The emphasis on corporate governance could be attributed to the fact that APAC investors (with the exception of Australia and New Zealand) often have large exposures to emerging Asian markets where disclosure and corporate governance standards are less developed than in Europe and North America. For APAC asset owners, the need to strengthen corporate governance is a long-standing preoccupation that predates responsible investment frameworks.
Data Is both a challenge to, and a potential catalyst for, more rapid ESG adoption
The earlier stage ESG adoption in APAC (ex-Australia and NZ) in part reflects the relative scarcity and quality of ESG data. Data providers offer less ESG information on average for APAC investors compared globally and the lack of high-quality data is an impediment to wider ESG adoption. Despite some progress in this area, many investors say they still struggle to find vendors with a full suite of ESG information for prospective investments. Some 41 percent of the respondents quoted access to data as a key challenge in introducing ESG policies.
Subash Pillai, head of Client Investment Solutions APAC, Franklin Templeton Multi-Asset Solutions, says, “Concurrent with the growth in demand for responsible investing, the complexity of ESG issues now plays a pivotal role in the asset management industry, resulting in a wider range of options and more sophisticated products. Despite the limitations in data, definitions, and resources, investors are increasingly incorporating ESG-related approached in their portfolios. As active stewards of our clients’ money, we fully integrate considerations of ESG risks and opportunities at every stage of our investment process.”

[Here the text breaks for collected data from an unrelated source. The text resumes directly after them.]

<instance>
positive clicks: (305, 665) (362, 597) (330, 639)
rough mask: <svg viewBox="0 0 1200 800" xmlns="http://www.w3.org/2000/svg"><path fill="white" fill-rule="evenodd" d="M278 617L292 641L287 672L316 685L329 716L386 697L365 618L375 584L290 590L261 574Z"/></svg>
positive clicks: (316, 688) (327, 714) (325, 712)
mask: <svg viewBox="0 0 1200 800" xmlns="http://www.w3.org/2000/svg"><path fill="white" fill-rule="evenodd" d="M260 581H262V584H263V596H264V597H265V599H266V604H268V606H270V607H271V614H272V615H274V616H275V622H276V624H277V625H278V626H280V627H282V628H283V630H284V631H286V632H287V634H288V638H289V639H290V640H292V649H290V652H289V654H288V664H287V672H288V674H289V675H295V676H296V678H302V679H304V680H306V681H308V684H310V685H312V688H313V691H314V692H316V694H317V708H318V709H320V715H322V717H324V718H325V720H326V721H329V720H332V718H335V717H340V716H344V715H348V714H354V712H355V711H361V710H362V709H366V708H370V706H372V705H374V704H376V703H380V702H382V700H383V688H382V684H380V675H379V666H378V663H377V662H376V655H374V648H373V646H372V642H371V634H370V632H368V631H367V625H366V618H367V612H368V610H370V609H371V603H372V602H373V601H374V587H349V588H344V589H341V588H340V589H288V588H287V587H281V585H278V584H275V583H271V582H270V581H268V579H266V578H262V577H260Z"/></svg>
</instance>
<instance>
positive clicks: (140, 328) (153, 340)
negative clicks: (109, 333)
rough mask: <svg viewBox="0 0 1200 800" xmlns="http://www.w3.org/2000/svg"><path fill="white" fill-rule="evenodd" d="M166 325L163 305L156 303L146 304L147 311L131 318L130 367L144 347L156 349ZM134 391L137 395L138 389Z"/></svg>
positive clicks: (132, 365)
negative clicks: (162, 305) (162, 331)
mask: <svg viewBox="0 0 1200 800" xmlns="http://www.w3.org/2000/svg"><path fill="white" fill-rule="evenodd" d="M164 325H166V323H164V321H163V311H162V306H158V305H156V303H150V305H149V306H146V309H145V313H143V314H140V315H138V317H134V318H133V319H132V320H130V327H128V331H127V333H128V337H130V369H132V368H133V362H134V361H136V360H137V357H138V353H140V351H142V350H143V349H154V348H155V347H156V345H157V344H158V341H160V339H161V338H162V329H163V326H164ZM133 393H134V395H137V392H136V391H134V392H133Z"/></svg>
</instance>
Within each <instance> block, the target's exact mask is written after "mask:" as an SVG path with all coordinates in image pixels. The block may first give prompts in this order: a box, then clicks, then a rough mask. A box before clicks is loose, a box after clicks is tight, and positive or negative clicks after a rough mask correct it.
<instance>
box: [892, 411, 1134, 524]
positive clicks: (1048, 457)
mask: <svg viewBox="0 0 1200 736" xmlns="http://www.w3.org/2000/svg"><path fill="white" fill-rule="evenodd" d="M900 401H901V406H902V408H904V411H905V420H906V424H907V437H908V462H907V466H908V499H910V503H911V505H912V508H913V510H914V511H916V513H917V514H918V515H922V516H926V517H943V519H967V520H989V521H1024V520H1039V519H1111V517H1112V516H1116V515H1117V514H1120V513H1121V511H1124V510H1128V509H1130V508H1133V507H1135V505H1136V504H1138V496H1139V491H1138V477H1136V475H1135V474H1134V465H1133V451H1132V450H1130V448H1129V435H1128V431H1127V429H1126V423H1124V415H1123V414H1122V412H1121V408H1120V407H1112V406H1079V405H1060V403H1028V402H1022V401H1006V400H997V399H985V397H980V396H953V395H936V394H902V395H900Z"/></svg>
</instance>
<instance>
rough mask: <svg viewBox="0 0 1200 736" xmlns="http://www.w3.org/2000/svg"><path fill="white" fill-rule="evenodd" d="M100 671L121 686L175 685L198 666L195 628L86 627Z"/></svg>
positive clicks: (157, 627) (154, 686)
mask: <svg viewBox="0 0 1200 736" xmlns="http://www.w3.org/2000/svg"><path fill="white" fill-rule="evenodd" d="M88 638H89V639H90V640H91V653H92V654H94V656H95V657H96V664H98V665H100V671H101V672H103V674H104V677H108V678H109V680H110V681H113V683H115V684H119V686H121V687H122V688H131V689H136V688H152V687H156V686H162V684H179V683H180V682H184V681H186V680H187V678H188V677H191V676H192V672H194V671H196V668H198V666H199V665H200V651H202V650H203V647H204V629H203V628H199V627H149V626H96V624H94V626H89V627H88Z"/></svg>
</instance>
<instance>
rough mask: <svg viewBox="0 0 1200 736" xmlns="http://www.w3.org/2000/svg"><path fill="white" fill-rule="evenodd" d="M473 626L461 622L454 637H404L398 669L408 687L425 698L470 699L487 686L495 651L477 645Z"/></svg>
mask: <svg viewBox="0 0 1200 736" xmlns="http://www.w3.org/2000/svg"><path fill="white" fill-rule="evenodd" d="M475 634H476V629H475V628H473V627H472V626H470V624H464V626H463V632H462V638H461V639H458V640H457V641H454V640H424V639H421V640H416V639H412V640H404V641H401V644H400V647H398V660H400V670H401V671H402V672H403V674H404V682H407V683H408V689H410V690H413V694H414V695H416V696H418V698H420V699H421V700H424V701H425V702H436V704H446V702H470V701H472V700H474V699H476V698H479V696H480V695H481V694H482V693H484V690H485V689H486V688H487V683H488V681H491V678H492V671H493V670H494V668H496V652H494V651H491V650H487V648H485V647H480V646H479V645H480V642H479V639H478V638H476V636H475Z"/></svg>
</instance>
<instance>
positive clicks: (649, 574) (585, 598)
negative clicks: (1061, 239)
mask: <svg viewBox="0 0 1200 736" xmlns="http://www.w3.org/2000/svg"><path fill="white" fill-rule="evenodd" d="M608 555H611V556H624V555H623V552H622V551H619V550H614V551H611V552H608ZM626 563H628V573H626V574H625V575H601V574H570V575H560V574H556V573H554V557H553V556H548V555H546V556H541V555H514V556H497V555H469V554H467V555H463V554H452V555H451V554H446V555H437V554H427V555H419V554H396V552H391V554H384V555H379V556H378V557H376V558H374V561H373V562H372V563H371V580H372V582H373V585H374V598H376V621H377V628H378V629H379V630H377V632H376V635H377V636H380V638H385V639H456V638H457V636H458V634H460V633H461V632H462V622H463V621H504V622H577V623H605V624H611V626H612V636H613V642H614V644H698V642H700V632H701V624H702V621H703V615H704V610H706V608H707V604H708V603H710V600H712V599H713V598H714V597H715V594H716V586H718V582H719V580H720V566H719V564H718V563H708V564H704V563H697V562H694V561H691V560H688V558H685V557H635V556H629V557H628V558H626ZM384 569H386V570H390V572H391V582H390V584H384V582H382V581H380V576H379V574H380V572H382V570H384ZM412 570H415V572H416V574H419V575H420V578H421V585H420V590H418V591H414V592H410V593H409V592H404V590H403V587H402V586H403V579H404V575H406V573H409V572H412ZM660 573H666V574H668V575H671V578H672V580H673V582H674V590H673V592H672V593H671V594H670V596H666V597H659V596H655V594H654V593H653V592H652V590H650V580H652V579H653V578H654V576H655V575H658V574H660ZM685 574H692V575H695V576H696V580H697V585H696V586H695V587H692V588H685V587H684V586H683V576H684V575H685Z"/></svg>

ESG considerations increasingly become one of the key factors in investment analysis
Overall, the improvements in perceptions regarding returns from sustainable investing, greater availability of ESG data, and increasing ESG-related activity by regulatory bodies will encourage asset owners and managers to incorporate ESG considerations into their investment analysis.

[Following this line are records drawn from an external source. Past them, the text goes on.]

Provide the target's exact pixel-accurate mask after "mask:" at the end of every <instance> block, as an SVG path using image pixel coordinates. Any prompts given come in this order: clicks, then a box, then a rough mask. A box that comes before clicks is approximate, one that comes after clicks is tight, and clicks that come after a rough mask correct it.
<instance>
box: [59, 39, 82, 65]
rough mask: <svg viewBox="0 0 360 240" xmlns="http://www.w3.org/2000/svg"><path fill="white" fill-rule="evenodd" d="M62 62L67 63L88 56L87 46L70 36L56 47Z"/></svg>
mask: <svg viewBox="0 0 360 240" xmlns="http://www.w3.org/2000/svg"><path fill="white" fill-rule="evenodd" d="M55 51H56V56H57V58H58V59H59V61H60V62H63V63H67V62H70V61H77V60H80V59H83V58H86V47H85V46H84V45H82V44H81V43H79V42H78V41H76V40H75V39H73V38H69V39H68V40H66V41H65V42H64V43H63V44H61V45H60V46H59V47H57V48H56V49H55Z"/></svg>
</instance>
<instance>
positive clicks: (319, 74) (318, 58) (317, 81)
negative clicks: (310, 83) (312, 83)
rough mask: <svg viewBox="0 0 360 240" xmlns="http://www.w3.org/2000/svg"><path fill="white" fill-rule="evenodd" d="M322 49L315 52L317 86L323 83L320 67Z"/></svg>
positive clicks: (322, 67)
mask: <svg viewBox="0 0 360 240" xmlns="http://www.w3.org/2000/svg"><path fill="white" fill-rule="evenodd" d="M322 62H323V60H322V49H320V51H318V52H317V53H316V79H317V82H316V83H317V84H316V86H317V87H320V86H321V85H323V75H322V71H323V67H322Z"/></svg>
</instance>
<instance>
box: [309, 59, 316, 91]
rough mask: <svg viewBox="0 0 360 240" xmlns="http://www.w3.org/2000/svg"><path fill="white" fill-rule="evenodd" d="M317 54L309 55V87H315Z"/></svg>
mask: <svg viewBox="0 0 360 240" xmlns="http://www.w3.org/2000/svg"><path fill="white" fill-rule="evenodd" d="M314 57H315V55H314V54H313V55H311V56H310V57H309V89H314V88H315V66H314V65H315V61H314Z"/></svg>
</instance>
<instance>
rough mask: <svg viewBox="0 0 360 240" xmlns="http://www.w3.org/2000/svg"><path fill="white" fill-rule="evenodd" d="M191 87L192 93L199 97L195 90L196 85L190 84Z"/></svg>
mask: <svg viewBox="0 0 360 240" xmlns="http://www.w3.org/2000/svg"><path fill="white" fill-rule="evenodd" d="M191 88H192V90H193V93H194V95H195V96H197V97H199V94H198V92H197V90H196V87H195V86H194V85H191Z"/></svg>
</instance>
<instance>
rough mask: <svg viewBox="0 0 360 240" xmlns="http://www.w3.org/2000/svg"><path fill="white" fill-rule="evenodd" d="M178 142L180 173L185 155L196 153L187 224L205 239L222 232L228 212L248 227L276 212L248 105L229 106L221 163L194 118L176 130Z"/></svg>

Manraj Sekhon, chief investment officer of Franklin Templeton Emerging Markets Equity (FTEME), concludes, “ESG factors can have a material impact on a company’s current and future corporate value; consideration of these is integral to the rigorous fundamental bottom-up research our team conducts. We take a holistic approach in assessing ESG, considering both developed and emerging markets perspectives.”
“Businesses with a market leading approach to ESG are often characterised by superior management teams, greater long-term earnings sustainability and higher valuations. Accordingly, those companies where material improvements in ESG are being seen can represent excellent investments. Having direct local insights enables us to identify those on the cusp of change. While there are global leaders in ESG among emerging market corporates, there remain many opportunities to engage to help effect change, driving returns to shareholders. Improving governance in particular has become a structural theme driving emerging market equities,” adds Sekhon.